In the values discussion, the Blueprint for the ASEAN Socio-Cultural Community commits to an ASEAN that will ‘promote human and social development, respect for fundamental freedoms, gender equality, the promotion and protection of human rights and the promotion of social justice.’
Not much in that to force Oz diplomats to sit down and shut up.
Australia has already had a big subordinate-ourselves-to-ASEAN argument that turned out, on inspection, to be a mouse that couldn’t squeak, much less roar.
To gain the seat at the East Asia Summit, Australia had to sign an ASEAN foundational document, the Treaty of Amity and Cooperation. Oh horror, went the subordination argument, Australia will have to compromise its commitment to the US alliance. This was tosh.
Australia signed the TAC while stating it had no impact on alliance commitments. ASEAN didn’t twitch and neither did the alliance. And into the EAS marched Oz. Joining ASEAN as an observer—the half in half out stage – Australia wouldn’t even need the clarifying letter we used with the TAC. We’d be joining for – and loudly boosting – the aims of the Community.
When I spoke to the former Foreign Minister, Bob Carr, he ran through the negative argument and came down finally to the problem of Australia reaching for ASEAN membership as a huge distraction.
‘The Department’s view was that this was not in our interest, that we had a foreign policy focus different from that of most of the other nations in ASEAN, and that we’d have to compromise some of our national interests if we sat as a member of ASEAN. There was an argument I don’t think the Department used that I would have used: that is it would have taken an enormous amount of diplomatic capital to have got us into the thing. And I think softer diplomacy in Southeast Asia reflects our national interest better—not the arm twisting and the lecturing and the hectoring that would have been involved in persuading ten nations to allow Australia in. The process of attempting to get in would have had them all thinking of the ways Australia is different from them. So, if I were Foreign Minister, and someone put to me that we should join ASEAN, I would have thought that it is a huge distraction—one that could have activated and agitated hostility or reservations at very least about Australia.’

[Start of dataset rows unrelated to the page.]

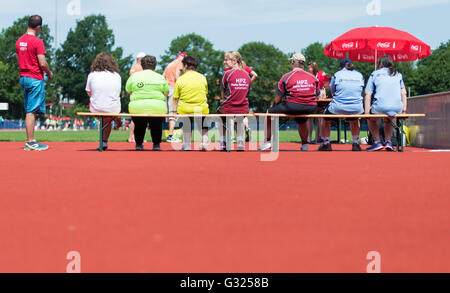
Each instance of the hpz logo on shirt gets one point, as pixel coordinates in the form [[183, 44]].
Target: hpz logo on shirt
[[303, 83], [241, 80], [347, 45]]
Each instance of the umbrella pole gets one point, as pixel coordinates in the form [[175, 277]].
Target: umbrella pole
[[375, 64]]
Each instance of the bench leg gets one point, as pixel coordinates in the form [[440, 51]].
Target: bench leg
[[276, 133], [401, 135], [100, 148], [339, 130], [228, 134]]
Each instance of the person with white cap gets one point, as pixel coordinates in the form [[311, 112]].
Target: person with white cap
[[171, 74], [135, 68], [299, 89]]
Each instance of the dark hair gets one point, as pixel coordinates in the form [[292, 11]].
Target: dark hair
[[104, 62], [314, 66], [385, 61], [34, 21], [148, 62], [349, 66], [190, 62]]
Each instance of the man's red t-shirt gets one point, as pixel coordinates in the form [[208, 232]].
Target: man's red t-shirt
[[298, 86], [236, 85], [27, 48]]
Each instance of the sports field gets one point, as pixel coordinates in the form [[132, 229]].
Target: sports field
[[172, 211]]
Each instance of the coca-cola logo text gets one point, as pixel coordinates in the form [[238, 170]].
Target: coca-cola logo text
[[384, 45], [347, 45]]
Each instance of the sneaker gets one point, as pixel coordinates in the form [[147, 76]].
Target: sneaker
[[240, 146], [375, 147], [388, 146], [35, 146], [203, 147], [325, 147], [171, 138], [265, 146], [247, 134], [105, 146], [186, 146], [223, 146], [156, 147], [356, 147]]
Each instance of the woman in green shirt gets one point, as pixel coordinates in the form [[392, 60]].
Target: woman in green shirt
[[148, 91]]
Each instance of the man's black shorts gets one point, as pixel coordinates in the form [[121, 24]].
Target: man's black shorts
[[293, 109]]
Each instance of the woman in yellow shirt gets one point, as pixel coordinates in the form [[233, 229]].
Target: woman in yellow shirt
[[189, 97]]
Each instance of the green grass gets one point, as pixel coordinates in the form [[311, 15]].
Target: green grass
[[122, 135]]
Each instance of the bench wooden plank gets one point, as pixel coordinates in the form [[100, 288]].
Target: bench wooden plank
[[252, 115]]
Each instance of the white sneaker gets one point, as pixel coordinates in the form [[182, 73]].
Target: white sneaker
[[265, 146]]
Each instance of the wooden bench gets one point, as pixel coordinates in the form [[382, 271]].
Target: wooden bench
[[274, 117]]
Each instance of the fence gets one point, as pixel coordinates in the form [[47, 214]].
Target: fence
[[433, 131]]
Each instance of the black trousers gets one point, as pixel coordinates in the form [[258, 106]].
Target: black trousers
[[140, 126]]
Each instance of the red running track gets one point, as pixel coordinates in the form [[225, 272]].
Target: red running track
[[170, 211]]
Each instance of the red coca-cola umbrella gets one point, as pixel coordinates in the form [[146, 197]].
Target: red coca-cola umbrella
[[366, 44]]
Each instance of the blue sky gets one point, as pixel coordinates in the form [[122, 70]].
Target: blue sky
[[290, 25]]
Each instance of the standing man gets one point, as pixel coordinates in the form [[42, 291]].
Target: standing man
[[135, 68], [171, 74], [31, 52]]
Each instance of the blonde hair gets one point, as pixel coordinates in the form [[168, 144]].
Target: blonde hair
[[235, 55]]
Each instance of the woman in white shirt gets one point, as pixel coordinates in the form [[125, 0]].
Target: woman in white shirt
[[103, 88]]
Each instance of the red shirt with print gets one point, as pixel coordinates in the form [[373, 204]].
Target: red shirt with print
[[236, 85], [28, 47], [298, 86]]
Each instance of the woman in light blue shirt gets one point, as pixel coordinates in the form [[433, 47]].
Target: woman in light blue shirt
[[389, 97], [346, 87]]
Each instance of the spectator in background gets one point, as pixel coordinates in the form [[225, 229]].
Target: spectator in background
[[389, 97], [171, 74], [135, 68], [189, 97], [299, 88], [103, 88], [31, 52], [253, 75], [346, 87], [313, 68], [148, 91]]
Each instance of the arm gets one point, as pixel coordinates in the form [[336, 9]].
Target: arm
[[44, 66], [253, 76], [403, 91], [277, 99], [175, 105], [367, 100]]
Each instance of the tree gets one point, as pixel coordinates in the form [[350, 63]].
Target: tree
[[10, 91], [433, 73], [270, 64], [314, 53], [90, 37], [210, 61]]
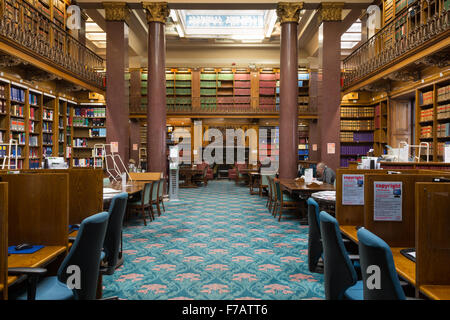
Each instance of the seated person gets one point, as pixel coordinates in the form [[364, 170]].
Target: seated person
[[325, 174]]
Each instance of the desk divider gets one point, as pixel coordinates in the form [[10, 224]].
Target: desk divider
[[432, 234], [85, 191], [3, 240], [38, 208], [395, 233], [145, 176]]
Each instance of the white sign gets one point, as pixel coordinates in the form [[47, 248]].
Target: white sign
[[447, 153], [353, 189], [308, 175], [387, 201]]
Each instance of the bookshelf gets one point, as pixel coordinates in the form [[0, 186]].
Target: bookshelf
[[35, 100], [303, 141], [208, 89], [357, 131], [303, 90], [267, 89], [381, 132], [89, 128]]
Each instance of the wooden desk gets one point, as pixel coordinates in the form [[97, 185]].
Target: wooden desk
[[405, 267], [39, 259], [254, 178], [292, 185], [436, 292], [188, 173]]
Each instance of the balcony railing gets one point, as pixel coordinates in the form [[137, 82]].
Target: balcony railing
[[27, 28], [422, 22], [225, 110]]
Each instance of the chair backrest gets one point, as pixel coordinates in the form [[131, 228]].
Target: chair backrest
[[85, 254], [146, 194], [339, 273], [161, 187], [111, 245], [278, 193], [373, 251], [155, 190]]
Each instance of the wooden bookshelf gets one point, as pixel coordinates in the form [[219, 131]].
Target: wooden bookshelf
[[357, 131], [89, 128]]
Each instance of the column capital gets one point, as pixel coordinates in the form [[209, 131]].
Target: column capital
[[289, 11], [116, 11], [156, 11], [330, 11]]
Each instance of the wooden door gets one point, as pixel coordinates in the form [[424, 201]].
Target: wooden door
[[400, 122]]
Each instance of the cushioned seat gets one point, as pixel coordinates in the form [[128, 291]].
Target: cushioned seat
[[355, 292], [50, 289]]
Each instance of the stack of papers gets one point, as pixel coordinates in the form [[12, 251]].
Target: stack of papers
[[109, 190]]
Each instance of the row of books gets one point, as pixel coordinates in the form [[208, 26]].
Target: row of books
[[34, 113], [443, 130], [426, 98], [83, 162], [426, 115], [33, 141], [47, 127], [426, 132], [47, 114], [18, 95], [33, 98], [444, 93], [355, 150], [90, 112], [2, 106], [357, 125], [356, 136], [440, 147], [443, 112], [355, 112], [47, 138], [97, 132], [2, 91], [16, 110], [80, 142], [17, 125]]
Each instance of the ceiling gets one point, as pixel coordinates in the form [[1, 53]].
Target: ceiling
[[227, 37]]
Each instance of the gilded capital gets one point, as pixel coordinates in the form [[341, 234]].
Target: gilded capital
[[116, 11], [156, 11], [289, 11], [330, 11]]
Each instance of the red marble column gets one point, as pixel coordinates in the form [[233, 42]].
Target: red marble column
[[157, 14], [117, 123], [330, 84], [288, 13]]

In office, Carr stressed Australia’s acceptance of ASEAN’s centrality and the growing importance of ASEAN views, as part of Australia’s ‘more sophisticated understanding of our region and our place within it.’ In a speech in Singapore in 2013, the Foreign Minister praised ASEAN as integral to the political shifts in Asia towards democracy and freedom: ‘We’ve seen the achievement of ASEAN centrality at work and a shift from regional cooperation to regional integration. Australia listens and takes close note of what ASEAN and its member states think. And I highlight alignment with ASEAN as a feature of my period as Foreign Minister’.
A position of ‘alignment’ with ASEAN and its centrality would be a useful place for Australia to start a membership push.

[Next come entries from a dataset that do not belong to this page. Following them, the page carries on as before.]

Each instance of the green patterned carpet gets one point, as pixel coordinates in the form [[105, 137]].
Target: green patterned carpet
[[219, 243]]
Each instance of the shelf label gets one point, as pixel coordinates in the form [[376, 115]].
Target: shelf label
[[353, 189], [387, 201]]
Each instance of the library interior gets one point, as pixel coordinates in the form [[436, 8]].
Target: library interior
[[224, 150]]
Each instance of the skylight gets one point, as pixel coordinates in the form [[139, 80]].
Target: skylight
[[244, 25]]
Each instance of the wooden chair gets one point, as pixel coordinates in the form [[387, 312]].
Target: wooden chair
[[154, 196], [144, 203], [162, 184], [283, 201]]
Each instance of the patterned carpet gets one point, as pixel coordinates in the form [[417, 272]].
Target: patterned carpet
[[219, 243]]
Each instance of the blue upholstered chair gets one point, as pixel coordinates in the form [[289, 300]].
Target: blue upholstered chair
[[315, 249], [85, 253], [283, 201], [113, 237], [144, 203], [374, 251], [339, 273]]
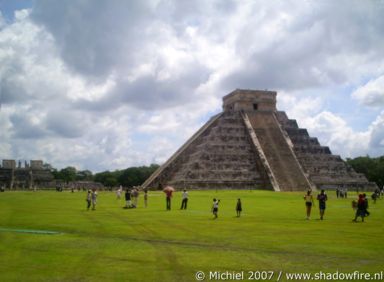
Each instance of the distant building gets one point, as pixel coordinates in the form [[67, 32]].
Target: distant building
[[25, 176]]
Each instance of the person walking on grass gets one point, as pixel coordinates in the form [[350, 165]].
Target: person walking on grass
[[94, 198], [322, 198], [145, 198], [361, 208], [127, 199], [215, 208], [308, 203], [168, 197], [184, 200], [238, 208], [89, 199]]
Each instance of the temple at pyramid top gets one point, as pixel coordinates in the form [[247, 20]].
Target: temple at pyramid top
[[252, 145], [250, 100]]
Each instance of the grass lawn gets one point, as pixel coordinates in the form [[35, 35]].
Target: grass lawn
[[152, 244]]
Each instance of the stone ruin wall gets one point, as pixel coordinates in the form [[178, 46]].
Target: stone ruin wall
[[324, 169], [32, 174], [220, 158]]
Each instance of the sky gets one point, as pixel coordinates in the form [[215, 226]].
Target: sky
[[105, 85]]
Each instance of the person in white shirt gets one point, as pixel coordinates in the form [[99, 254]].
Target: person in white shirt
[[184, 201]]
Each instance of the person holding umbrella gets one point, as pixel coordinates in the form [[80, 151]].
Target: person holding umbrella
[[168, 190]]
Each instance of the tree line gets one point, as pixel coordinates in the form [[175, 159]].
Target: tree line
[[372, 168], [132, 176]]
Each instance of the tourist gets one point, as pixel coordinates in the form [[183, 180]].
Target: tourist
[[367, 213], [145, 198], [168, 195], [118, 192], [127, 199], [309, 203], [88, 199], [361, 208], [135, 196], [94, 198], [374, 197], [238, 207], [184, 200], [322, 198], [215, 207]]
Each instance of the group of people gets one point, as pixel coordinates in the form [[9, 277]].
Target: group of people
[[360, 206], [131, 197]]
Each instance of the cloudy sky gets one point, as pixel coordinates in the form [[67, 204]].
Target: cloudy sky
[[105, 85]]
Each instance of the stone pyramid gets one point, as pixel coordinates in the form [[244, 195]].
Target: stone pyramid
[[251, 145]]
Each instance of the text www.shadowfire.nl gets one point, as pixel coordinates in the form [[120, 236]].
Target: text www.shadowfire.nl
[[279, 276]]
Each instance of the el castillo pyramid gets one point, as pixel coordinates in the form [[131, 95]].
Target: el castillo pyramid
[[251, 145]]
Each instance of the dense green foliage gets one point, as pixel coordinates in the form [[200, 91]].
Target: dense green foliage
[[372, 168], [129, 177], [152, 244]]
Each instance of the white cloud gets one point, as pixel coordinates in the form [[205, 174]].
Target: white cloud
[[115, 84], [372, 93]]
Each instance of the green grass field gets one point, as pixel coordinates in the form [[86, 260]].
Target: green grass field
[[152, 244]]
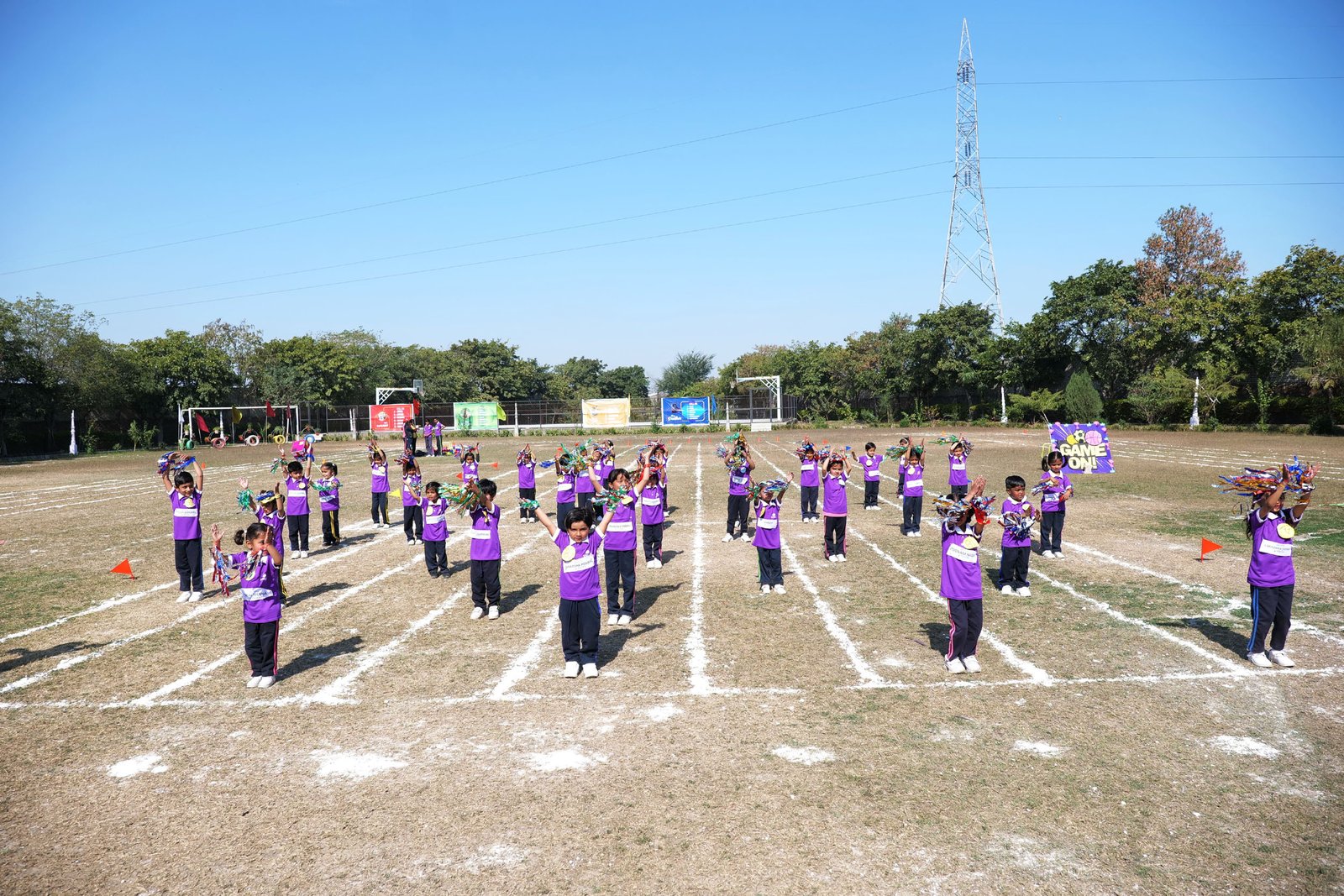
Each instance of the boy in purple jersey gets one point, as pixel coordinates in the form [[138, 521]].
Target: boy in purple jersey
[[739, 479], [434, 511], [296, 506], [961, 582], [1057, 488], [1272, 575], [526, 483], [766, 539], [911, 504], [581, 589], [486, 553], [185, 496], [259, 569], [652, 513], [1015, 548], [835, 506]]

What of a ten-year discussion—based on the ASEAN norms Australia has already embraced in the EAS and the ASEAN Regional Forum—working towards observer status, and not full membership?
Bob Carr told me he understands the approach, but it’s an idea to kick down the road for another time:
‘I’d say in the words that Willy Brandt used about East and West Germany coming together: “What belongs together will come together.” Let’s look at consultation in foreign policy terms—I quoted the example of us moving to a common ASEAN position on engagement with Myanmar Let’s look at a closer economic relationship and if in the longer term—over the next decade, decade and a half, two decades—another proposition emerges we can look at that.’
Time to reverse the semi-Groucho and start talking about the proposition.